The letter was sent in reaction to the “poison pill” strategy employed by the airline.
Although Chair Gary Kelly said Southwest made “good faith effort[s]” to engage with Elliott, he said the plan to disable its share-voting powers was in the best interest of other shareholders, and the company.
“In light of the potential for Elliott to significantly increase its position in Southwest Airlines, the Board determined that adopting the Rights Plan is prudent to fulfil its fiduciary duties to all Shareholders,” he said.
The plan is known as a ‘poison pill’ in financial circles because it is intended to make taking a controlling stake in the company distasteful for the investor.
Elliott’s letter ended with confirmation of a meeting between the investment firm and Southwest’s board on 9 September, but warned of “unilateral half-measures” from the airline’s current management as a distraction tactic.
“But in the absence of these leaders rising to the occasion, we are convinced the next step will be for you, Southwest’s owners, to have a direct say in your Company’s future,” it finished.
In response to the letter, a Southwest spokesperson told Airport Technology it was working towards a “collaborative solution” and claimed it had made “overtures” to the investment firm.

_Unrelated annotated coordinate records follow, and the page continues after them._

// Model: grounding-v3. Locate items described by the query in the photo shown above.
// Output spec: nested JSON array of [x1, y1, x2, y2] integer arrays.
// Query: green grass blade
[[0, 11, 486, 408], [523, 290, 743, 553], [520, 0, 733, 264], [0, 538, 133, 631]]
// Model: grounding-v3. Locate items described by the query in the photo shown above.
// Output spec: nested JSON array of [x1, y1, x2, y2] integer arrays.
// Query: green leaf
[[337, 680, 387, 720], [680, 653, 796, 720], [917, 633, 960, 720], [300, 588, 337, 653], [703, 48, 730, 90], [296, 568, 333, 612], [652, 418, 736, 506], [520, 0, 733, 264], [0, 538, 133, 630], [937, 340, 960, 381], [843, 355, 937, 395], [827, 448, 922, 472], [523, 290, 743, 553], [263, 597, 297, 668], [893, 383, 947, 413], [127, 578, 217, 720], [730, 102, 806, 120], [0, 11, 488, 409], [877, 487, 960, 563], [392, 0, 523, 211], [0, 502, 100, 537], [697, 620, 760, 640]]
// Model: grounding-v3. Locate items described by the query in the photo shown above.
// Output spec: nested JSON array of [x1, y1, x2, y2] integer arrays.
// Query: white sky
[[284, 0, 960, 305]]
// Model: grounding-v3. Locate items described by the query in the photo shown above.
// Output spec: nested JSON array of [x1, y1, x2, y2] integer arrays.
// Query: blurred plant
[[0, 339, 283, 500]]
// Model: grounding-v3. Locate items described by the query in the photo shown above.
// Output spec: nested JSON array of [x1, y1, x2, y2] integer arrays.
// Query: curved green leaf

“We welcome the opportunity to discuss ideas that would drive sustained Shareholder value as we work to reach a collaborative resolution. Southwest has made multiple overtures to engage with Elliott, and we remain prepared to meet on Sept. 9.”
“Southwest invites feedback and during the past several months, our Board and Leadership have met with many of our Shareholders to hear from them directly. We look forward to sharing details on our continued transformation at our Investor Day on Sept. 26,” they said.